Ignorance can be bliss
Life without ignorance would be boring. Imagine running out of new things to experience, learn or discover.
In the new edition of ANU Reporter, PROFESSOR MICHAEL SMITHSON, FASSA, looks at the role of ignorance in everyday life.
We usually think of ignorance as a bad thing. But it can be preferable not to know some things.
There are also many things we may never want to know, or that we may want others never to know. Imposing ignorance on ourselves and each other can be legitimate.
In some competitive sports, politics or warfare, deception is expected and is the norm.
Ignorance even can be a virtue. Those of us who respect each other's privacy are being virtuously ignorant.
Polite and civil people impose ignorance on one another through tact, evasion and even lies. They facilitate harmonious social relations by avoiding embarrassing or antagonising each other.

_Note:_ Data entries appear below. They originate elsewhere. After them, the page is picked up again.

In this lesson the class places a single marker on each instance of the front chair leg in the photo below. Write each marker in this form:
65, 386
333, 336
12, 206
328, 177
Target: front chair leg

An easy place to begin thinking about the topic of ignorance is all the uses we have for temporary ignorance. Much of our entertainment depends on it. Imagine knowing in advance the endings of all the movies you'll ever see.
Life without ignorance would be boring. Imagine running out of new things to experience, learn or discover.

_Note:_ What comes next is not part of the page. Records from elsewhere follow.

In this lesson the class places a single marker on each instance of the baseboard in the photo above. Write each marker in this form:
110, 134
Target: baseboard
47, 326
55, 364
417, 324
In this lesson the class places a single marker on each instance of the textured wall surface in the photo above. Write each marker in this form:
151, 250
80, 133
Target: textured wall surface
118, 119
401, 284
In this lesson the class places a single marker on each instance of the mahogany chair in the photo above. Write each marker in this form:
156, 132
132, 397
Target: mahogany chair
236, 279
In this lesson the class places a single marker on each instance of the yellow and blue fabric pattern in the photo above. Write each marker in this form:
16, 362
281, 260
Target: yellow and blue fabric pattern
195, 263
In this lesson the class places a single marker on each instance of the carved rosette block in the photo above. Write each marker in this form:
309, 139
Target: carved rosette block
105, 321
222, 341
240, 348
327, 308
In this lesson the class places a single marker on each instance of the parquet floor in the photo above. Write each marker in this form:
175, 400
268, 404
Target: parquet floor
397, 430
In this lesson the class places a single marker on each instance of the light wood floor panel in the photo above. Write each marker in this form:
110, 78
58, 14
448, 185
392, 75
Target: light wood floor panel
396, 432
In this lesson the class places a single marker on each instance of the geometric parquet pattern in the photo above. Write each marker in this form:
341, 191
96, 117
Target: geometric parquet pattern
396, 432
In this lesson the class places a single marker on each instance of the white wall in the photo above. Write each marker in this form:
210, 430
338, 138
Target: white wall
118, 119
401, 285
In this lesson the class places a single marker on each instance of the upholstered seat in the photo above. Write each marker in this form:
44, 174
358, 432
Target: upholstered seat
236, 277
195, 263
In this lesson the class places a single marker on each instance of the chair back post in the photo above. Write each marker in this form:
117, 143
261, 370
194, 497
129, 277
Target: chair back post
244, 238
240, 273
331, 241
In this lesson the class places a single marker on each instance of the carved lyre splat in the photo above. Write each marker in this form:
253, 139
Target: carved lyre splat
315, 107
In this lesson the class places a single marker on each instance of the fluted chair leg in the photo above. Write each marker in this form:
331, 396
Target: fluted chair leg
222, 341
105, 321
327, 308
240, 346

Every culture has taboos, which include topics or domains into which inquiry is forbidden and, therefore, ignorance of those topics is virtuous.

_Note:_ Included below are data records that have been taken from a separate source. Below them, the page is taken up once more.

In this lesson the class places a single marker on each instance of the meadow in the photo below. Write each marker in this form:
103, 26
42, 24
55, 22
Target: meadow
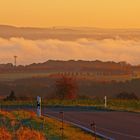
21, 125
92, 104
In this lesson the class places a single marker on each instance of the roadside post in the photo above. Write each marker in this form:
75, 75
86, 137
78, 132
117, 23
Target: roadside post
105, 101
93, 127
62, 126
38, 106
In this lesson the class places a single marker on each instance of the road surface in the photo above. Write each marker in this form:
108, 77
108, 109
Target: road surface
117, 125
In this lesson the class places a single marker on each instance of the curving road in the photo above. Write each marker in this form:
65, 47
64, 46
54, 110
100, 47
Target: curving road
117, 125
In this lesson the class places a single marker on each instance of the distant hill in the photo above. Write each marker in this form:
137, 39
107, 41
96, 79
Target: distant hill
68, 33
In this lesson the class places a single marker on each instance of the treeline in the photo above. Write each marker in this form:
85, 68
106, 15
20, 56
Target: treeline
68, 88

I've been researching this topic for 30 years but I have never had an opportunity to offer a course in it. The main reason for this is that a course on ignorance has no natural 'home'. It doesn't belong to any particular discipline. Instead, it sprawls across disciplines.
Every discipline with a research tradition, such as physics, history or mathematics, has its own methods for replacing ignorance with knowledge. They also have declarations regarding the kinds of unknowns those methods can deal with and the kind they cannot.